He grabbed her in a big, over the shoulder bear hug, and she hugged right back. I stood off to the side, feeling superfluous. When he let her go, he held her out a bit and looked her over.

"You ain't grown any," he commented. "You need some food."

"Mom's been living off of takeout and kale smoothies for the last six months," she said, shrugging.

"Uh huh." Weevil nodded. "We got some tamales frozen from Christmas. I'll drop some off in your locker."

Her face lit up.

Weevil frowned, looking over the serious set of scratches Lucy had picked up on her scalp and just past her hairline from where Gazpacho's buddy had tried to grab her. His head snapped toward me, and I pulled back the collar of my shirt to show off the brand new seatbelt bruise I had coming up over my collarbone. Then I nodded to my car.

He looked over, caught the hole punched out of my windshield, and lost whatever humor he had left.

"How many?" he asked, taking a slow walk towards the front of the car.

"Three," I answered. "One of them isn't getting up again. The other two are on foot, but they looked like the kind that might hurry."

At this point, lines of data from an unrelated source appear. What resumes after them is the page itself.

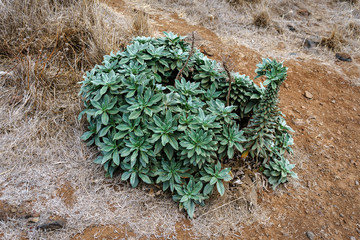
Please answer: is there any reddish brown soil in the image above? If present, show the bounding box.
[75,0,360,239]
[56,182,76,207]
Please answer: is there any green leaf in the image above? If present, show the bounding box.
[80,131,93,141]
[216,180,225,196]
[101,112,109,125]
[129,111,141,119]
[139,173,152,184]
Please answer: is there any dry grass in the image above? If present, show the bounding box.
[320,29,346,52]
[228,0,263,8]
[143,0,360,61]
[0,0,266,239]
[346,22,360,39]
[131,10,152,37]
[253,10,271,28]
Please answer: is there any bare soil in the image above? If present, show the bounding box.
[0,0,360,240]
[73,0,360,239]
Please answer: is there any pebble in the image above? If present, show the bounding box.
[28,217,40,223]
[304,38,319,48]
[306,231,315,240]
[286,24,296,32]
[297,8,311,17]
[304,91,313,99]
[335,53,352,62]
[293,118,305,126]
[36,220,65,230]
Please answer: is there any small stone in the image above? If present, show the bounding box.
[304,38,319,48]
[293,118,305,126]
[297,8,311,17]
[201,46,214,57]
[149,188,155,197]
[286,24,296,32]
[335,53,352,62]
[304,91,313,99]
[28,217,40,223]
[306,231,315,240]
[36,220,65,230]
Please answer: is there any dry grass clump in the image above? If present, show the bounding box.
[253,10,271,28]
[228,0,262,7]
[131,10,151,36]
[0,0,132,110]
[336,0,359,4]
[320,29,346,52]
[0,0,129,68]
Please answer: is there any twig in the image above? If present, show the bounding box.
[174,32,195,86]
[223,61,233,106]
[197,197,244,218]
[0,166,16,176]
[197,183,255,218]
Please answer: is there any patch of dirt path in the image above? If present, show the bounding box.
[75,0,360,239]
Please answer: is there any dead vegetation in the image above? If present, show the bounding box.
[320,29,346,52]
[0,0,265,239]
[144,0,360,60]
[253,10,271,28]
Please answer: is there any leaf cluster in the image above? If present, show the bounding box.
[79,33,298,217]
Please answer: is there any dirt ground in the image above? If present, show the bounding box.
[0,0,360,240]
[79,0,360,239]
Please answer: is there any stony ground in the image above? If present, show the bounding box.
[0,0,360,240]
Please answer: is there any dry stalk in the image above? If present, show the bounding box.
[174,32,195,83]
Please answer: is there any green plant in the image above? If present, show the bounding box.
[264,157,297,189]
[79,33,292,217]
[200,162,232,196]
[173,178,208,218]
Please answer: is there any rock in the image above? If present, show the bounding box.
[304,38,319,48]
[28,217,40,223]
[335,53,352,62]
[286,24,296,32]
[36,220,65,231]
[201,46,214,57]
[297,8,311,17]
[304,91,313,99]
[306,231,315,240]
[293,118,305,126]
[277,42,286,50]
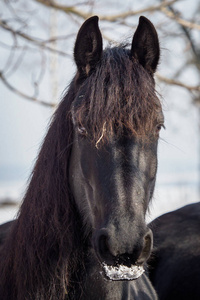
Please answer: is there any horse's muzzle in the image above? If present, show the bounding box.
[95,228,153,280]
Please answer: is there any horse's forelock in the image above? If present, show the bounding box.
[75,47,160,143]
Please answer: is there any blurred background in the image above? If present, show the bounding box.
[0,0,200,223]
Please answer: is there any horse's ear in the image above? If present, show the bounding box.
[74,16,102,76]
[131,17,160,73]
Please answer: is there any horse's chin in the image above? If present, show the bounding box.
[102,263,145,281]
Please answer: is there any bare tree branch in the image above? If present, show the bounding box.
[35,0,179,22]
[0,19,68,56]
[156,74,200,92]
[0,72,56,107]
[160,7,200,30]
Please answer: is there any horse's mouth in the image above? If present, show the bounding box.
[103,263,145,281]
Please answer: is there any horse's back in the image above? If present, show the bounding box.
[150,203,200,300]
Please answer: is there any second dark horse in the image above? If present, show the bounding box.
[0,17,163,300]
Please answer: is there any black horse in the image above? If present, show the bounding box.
[0,17,163,300]
[149,203,200,300]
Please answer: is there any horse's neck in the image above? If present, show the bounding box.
[67,251,157,300]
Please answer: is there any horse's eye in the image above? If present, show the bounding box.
[156,124,165,134]
[78,126,87,136]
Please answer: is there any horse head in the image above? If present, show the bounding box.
[69,17,164,280]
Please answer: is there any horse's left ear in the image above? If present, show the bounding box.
[131,17,160,73]
[74,16,103,76]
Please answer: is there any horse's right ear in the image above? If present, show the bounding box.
[131,17,160,73]
[74,16,103,77]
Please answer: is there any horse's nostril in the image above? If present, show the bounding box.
[96,229,114,264]
[137,229,153,264]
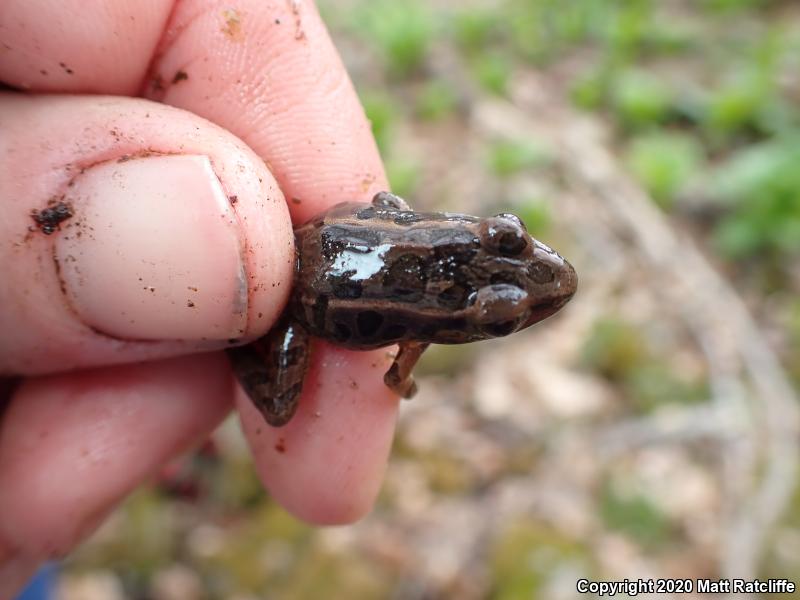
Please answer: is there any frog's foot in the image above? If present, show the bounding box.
[372,192,411,210]
[227,318,309,427]
[383,342,429,398]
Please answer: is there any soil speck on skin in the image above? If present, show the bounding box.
[222,8,242,40]
[150,73,164,92]
[31,200,74,235]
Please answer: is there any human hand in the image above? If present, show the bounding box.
[0,0,397,597]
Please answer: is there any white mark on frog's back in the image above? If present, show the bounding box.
[331,244,392,281]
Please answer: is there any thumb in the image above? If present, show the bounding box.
[0,94,294,374]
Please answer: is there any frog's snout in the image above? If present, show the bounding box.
[525,239,578,327]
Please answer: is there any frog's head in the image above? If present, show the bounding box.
[467,213,578,337]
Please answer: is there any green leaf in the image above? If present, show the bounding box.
[625,132,704,208]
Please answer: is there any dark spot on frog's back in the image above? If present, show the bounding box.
[438,283,473,310]
[331,277,363,300]
[383,254,426,302]
[489,271,520,288]
[394,211,425,225]
[356,206,375,221]
[333,321,353,342]
[528,262,555,283]
[356,310,383,338]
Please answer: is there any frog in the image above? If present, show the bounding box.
[227,192,578,427]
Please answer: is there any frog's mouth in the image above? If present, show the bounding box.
[520,259,578,329]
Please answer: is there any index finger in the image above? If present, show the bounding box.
[144,0,396,523]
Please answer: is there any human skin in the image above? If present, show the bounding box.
[0,0,397,598]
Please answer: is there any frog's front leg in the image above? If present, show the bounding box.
[227,317,309,427]
[372,192,411,210]
[383,342,430,398]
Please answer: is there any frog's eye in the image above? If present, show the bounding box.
[479,215,530,256]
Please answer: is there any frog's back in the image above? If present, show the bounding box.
[291,203,488,349]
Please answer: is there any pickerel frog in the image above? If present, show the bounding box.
[228,192,578,427]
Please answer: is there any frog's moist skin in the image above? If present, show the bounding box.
[228,192,577,426]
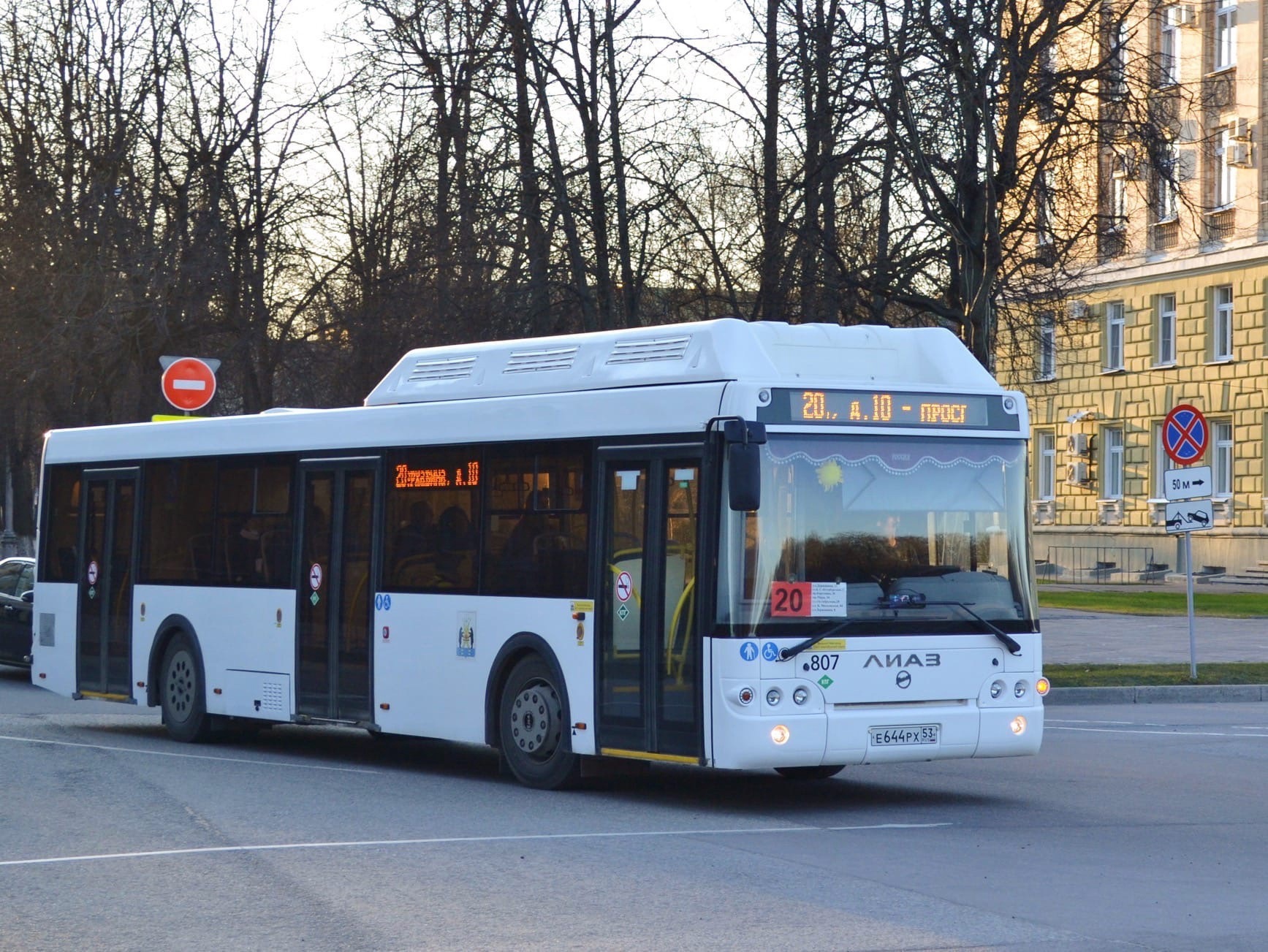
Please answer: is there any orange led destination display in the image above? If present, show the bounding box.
[395,460,479,490]
[783,389,998,428]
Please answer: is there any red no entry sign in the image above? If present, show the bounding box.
[1163,403,1211,466]
[162,357,216,411]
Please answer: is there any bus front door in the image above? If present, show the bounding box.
[75,469,137,701]
[599,449,701,763]
[295,459,378,723]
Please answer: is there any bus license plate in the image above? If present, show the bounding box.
[868,724,938,747]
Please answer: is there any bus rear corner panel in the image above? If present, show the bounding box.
[31,583,79,697]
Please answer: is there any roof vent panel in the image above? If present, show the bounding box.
[606,333,691,366]
[406,357,476,383]
[502,345,578,374]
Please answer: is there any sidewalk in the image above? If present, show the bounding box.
[1040,584,1268,705]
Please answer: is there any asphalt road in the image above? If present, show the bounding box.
[0,668,1268,951]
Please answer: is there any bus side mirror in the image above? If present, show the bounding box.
[723,419,766,512]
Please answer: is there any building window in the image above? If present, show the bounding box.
[1109,172,1127,224]
[1101,426,1122,500]
[1035,169,1052,248]
[1039,430,1056,500]
[1154,142,1180,222]
[1211,419,1232,498]
[1156,294,1175,365]
[1106,20,1130,99]
[1104,300,1127,370]
[1036,311,1056,381]
[1158,7,1180,86]
[1215,129,1237,209]
[1211,284,1232,360]
[1215,4,1237,69]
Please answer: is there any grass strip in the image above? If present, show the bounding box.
[1044,662,1268,688]
[1039,586,1268,619]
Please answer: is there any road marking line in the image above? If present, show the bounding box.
[0,823,954,866]
[1044,717,1166,728]
[1045,724,1268,739]
[0,734,381,773]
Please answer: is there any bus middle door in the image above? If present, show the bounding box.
[599,447,702,763]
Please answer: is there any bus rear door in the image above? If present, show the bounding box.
[75,469,138,701]
[295,459,378,723]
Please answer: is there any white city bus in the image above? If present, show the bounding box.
[31,319,1046,787]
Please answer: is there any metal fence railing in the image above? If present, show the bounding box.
[1035,545,1170,584]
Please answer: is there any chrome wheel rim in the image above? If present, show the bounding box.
[164,650,198,723]
[511,681,563,761]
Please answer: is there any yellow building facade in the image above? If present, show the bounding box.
[999,0,1268,581]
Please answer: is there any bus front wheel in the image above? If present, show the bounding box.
[775,763,846,780]
[160,633,212,743]
[498,654,578,790]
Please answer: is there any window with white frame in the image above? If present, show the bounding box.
[1036,311,1056,381]
[1154,142,1180,222]
[1158,7,1180,86]
[1106,300,1127,370]
[1106,19,1130,99]
[1211,284,1232,360]
[1211,419,1232,498]
[1215,4,1237,69]
[1215,129,1237,208]
[1109,171,1127,231]
[1102,426,1122,500]
[1037,430,1056,500]
[1035,169,1052,247]
[1156,294,1175,364]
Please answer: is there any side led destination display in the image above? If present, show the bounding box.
[757,389,1018,430]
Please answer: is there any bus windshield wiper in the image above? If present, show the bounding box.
[880,593,1022,654]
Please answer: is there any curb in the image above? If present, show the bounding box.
[1044,685,1268,706]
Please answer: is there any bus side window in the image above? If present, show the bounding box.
[482,445,588,597]
[383,449,481,592]
[39,466,80,582]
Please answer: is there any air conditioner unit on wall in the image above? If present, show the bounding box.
[1223,142,1250,167]
[1223,115,1250,142]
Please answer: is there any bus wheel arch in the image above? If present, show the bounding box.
[485,631,580,790]
[146,614,212,743]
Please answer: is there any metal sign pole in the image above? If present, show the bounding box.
[1184,533,1197,681]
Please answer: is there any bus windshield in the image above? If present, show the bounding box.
[716,433,1036,636]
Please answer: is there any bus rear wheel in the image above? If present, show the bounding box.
[159,633,212,743]
[498,654,578,790]
[775,763,846,780]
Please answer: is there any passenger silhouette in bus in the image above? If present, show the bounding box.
[436,506,476,586]
[392,500,436,566]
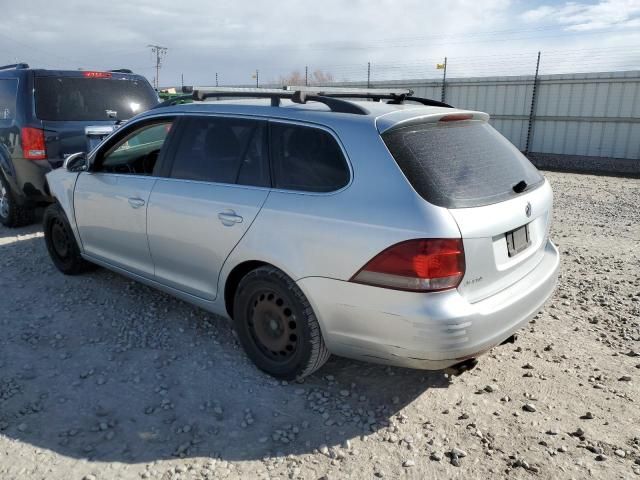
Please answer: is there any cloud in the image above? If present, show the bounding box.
[521,0,640,31]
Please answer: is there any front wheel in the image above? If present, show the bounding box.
[0,173,35,228]
[42,203,95,275]
[233,267,330,380]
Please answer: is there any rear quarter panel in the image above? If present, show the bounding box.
[220,118,460,287]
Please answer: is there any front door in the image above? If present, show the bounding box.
[74,119,172,278]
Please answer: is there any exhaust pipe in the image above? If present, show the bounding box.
[444,358,478,377]
[500,333,518,345]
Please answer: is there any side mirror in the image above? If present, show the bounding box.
[62,152,87,172]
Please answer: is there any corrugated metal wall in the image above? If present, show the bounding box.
[324,71,640,159]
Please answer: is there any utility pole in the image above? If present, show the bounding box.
[440,57,447,103]
[524,52,540,155]
[147,44,167,90]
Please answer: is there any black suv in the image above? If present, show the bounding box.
[0,63,159,227]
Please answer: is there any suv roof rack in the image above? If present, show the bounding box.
[153,86,369,115]
[153,86,452,115]
[284,86,453,108]
[0,63,29,70]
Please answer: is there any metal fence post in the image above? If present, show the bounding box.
[524,52,540,155]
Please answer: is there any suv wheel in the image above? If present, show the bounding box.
[233,267,330,380]
[42,203,95,275]
[0,173,34,228]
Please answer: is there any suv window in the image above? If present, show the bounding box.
[0,78,18,120]
[95,120,172,175]
[271,122,349,192]
[382,121,544,208]
[35,77,158,121]
[171,117,270,187]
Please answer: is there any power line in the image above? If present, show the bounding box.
[147,44,167,90]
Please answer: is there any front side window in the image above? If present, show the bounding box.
[171,117,270,187]
[0,78,18,120]
[97,120,173,175]
[271,122,349,192]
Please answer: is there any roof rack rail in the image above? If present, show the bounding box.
[284,85,453,108]
[0,63,29,70]
[154,86,369,115]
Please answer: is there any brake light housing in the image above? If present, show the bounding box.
[20,127,47,160]
[350,238,465,292]
[82,71,111,78]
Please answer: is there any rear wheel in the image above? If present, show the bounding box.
[42,203,95,275]
[0,173,34,228]
[233,267,330,380]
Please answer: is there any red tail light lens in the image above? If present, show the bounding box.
[20,127,47,160]
[351,238,465,292]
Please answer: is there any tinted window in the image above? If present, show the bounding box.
[271,122,349,192]
[35,77,158,120]
[171,117,270,186]
[97,121,171,175]
[0,79,18,120]
[382,121,543,208]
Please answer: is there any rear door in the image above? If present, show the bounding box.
[34,71,158,167]
[382,115,552,302]
[148,116,270,300]
[73,118,173,278]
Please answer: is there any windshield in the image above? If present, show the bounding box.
[35,77,158,121]
[382,121,543,208]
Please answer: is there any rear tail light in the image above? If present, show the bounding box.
[350,238,465,292]
[20,127,47,160]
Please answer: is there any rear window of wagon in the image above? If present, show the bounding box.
[382,120,544,208]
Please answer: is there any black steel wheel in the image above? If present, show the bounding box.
[233,266,329,380]
[42,203,95,275]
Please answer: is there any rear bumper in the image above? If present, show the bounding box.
[298,241,560,370]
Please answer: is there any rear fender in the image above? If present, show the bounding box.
[46,168,84,251]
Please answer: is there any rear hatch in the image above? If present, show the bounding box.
[34,71,158,168]
[382,113,552,302]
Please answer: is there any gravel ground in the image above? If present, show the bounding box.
[0,173,640,480]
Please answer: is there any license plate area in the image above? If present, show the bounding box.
[504,224,531,257]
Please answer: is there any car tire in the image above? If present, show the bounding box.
[42,203,96,275]
[0,173,34,228]
[233,266,330,380]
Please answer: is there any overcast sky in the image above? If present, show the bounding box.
[0,0,640,86]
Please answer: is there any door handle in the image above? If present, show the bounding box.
[218,210,242,227]
[128,197,144,208]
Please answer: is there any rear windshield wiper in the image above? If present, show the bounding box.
[512,180,528,193]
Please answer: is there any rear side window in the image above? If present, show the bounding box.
[271,122,349,192]
[171,117,270,187]
[382,121,543,208]
[0,78,18,120]
[35,77,158,121]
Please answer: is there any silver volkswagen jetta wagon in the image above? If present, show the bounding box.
[44,87,559,379]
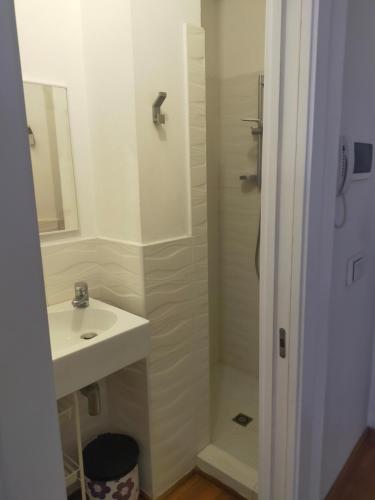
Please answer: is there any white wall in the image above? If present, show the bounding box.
[15,0,96,236]
[321,0,375,497]
[81,0,143,242]
[0,0,66,500]
[132,0,200,243]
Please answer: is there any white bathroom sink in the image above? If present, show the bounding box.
[48,299,150,399]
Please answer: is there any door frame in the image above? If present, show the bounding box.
[259,0,347,500]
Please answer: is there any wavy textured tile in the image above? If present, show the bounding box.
[218,73,260,376]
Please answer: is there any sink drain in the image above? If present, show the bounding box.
[81,333,98,340]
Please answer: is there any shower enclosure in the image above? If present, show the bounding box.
[198,0,265,497]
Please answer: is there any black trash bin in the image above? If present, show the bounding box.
[83,434,139,500]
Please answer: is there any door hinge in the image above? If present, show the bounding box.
[279,328,286,358]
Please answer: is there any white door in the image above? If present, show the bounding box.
[261,0,347,500]
[0,0,66,500]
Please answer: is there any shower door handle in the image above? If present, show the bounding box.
[240,174,258,182]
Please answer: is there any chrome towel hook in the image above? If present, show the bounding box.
[152,92,167,125]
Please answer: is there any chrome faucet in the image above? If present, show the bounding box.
[72,281,90,307]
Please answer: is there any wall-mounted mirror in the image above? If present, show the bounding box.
[24,82,78,233]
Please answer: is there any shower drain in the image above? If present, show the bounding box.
[232,413,253,427]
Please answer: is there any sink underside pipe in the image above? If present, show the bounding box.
[81,382,102,417]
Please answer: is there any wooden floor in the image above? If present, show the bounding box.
[163,473,239,500]
[326,429,375,500]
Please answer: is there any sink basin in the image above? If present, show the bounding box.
[48,299,150,399]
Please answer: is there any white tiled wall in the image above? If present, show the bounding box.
[42,22,209,497]
[219,73,260,376]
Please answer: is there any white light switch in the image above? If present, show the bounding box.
[346,254,366,285]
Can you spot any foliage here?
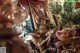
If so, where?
[49,2,80,27]
[49,2,62,14]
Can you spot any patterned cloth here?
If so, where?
[50,33,56,48]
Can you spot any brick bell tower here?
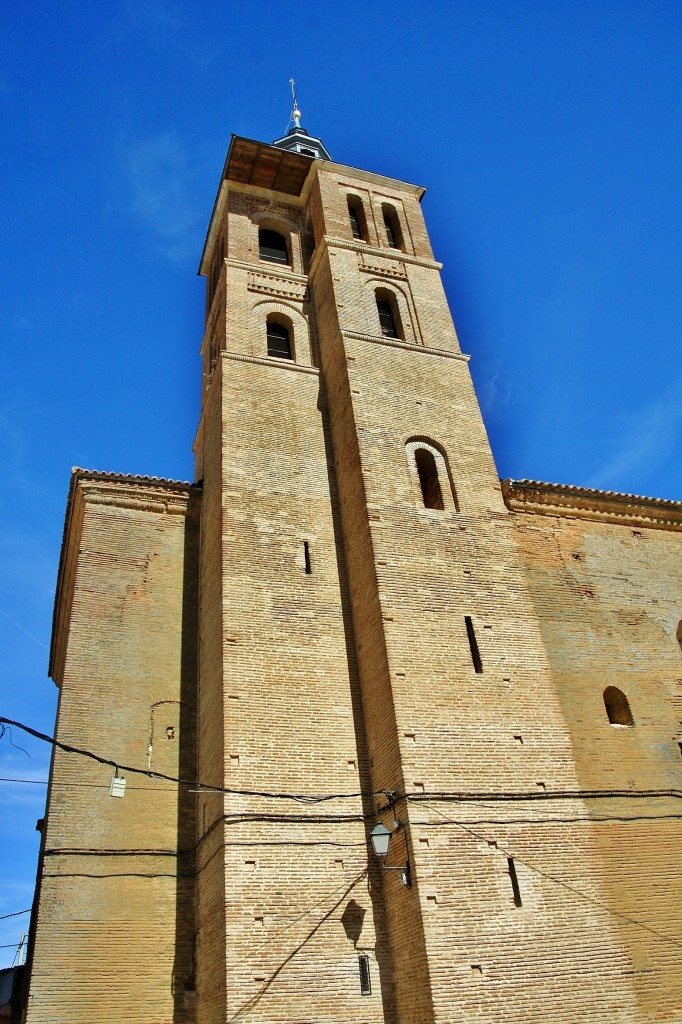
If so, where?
[191,97,505,1024]
[27,97,682,1024]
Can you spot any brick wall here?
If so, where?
[28,473,198,1024]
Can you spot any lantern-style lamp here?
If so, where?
[370,824,391,860]
[370,821,412,889]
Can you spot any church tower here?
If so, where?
[27,104,682,1024]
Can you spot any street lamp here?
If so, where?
[370,821,412,889]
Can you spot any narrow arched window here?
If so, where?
[381,206,402,249]
[348,196,367,242]
[258,227,289,266]
[415,449,445,509]
[604,686,635,726]
[266,317,293,359]
[375,288,404,340]
[377,299,398,338]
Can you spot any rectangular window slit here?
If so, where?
[357,954,372,995]
[507,857,523,906]
[464,615,483,673]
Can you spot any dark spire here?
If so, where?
[272,78,332,160]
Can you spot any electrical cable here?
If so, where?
[0,717,682,818]
[417,807,682,949]
[0,717,380,804]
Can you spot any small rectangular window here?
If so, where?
[507,857,522,906]
[464,615,483,673]
[357,953,372,995]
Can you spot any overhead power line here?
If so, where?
[0,717,682,816]
[0,907,31,921]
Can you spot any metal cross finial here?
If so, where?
[289,78,301,128]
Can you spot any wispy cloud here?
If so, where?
[127,133,204,261]
[588,375,682,488]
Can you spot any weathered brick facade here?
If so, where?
[22,130,682,1024]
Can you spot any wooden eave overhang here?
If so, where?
[502,479,682,530]
[198,135,426,274]
[47,468,202,686]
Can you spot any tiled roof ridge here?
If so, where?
[503,477,682,508]
[71,466,201,487]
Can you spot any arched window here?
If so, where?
[375,289,403,340]
[348,196,367,242]
[415,449,445,510]
[258,227,289,266]
[381,205,402,249]
[265,316,293,359]
[604,686,635,726]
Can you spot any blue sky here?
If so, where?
[0,0,682,963]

He examined the bumper closely, squatting close to it. When he stood, he lashed out with a foot, kicking the bumper in the same spot I'd hit Gazpacho over and over.

"What's h-" Lucy started.

I held up a hand to stop her, not wanting to throw Weevil off his groove. When he was satisfied with the damage, he got up, went to the trunk of his car, and opened it with a single key on a fob.

"You understand," he said, reaching into the cavernous trunk, "I did not plan this out. I happened to be picking up groceries when I got your call."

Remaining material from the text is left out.